Changes in p21Cip1 and p27Kip1 expression are not required for cell cycle entry and progression to S phase in Swiss 3T3 cells

Abstract The cyclin-dependent kinase inhibitors, p21 Cip1 and p27 Kip1 , play an important role in the regulation of progression through G 1 to S phase in mammalian cells. Here we report that confluent 3T3 cells expressed p21 Cip1 and p27 Kip1 predominantly in the nucleus, and the level of both proteins declined as the cells entered the cell cycle and progressed through G 1 in response to serum growth factors. However, when confluent cells were serum starved prior to treatment, no downregulation of p21 Cip1 or p27 Kip1 expression was observed. Notably, serum starvation did not significantly influence the capacity of the cells to progress to the S phase. It was observed that serum starvation reduced cell density.
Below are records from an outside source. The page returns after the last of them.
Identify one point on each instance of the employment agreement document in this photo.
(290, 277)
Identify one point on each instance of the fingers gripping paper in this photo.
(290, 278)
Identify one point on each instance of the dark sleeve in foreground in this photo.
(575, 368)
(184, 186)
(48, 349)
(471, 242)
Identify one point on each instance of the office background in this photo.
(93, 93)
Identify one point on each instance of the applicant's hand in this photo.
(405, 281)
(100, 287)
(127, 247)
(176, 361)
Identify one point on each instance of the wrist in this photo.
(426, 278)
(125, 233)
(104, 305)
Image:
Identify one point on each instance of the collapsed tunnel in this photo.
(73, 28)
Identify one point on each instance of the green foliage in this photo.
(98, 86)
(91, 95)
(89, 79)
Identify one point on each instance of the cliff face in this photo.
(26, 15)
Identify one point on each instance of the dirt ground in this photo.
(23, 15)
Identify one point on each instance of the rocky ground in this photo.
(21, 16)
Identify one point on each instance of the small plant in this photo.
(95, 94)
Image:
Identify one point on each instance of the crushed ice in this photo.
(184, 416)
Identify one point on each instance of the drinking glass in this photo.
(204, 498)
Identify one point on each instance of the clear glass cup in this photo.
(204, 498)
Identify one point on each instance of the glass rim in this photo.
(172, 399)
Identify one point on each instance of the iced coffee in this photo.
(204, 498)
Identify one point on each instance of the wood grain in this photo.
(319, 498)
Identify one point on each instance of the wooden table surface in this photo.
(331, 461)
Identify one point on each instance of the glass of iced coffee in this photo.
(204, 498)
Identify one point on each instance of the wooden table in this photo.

Further, when cells were plated at a range of different densities, starved of serum to render them quiescent and then subsequently treated with serum, a reduction in p21 Cip1 and p27 Kip1 expression was observed in cells plated at high density but not in those at low density. Again, the extent and timing of progression to S phase was not influenced by cell density. To establish the potential role of cell:cell contact in the observed density-dependent regulation of p21 Cip1 and p27 Kip1 expression, cells were plated onto micorarrays of adhesive islands that prevented individual cells from making any contact with other cells. Under these conditions serum growth factors induced p21 Cip1 and p27 Kip1 downregulation, and hence, there is no requirement for cell:cell contact. Together, these data indicate that there are conditions under which 3T3 cells can progress to the S phase without downregulation of p21 Cip1 and p27 Kip1 . The significance of these observations and mechanisms by which density-dependent regulation of p21 Cip1 and p27 Kip1 expression may occur are discussed.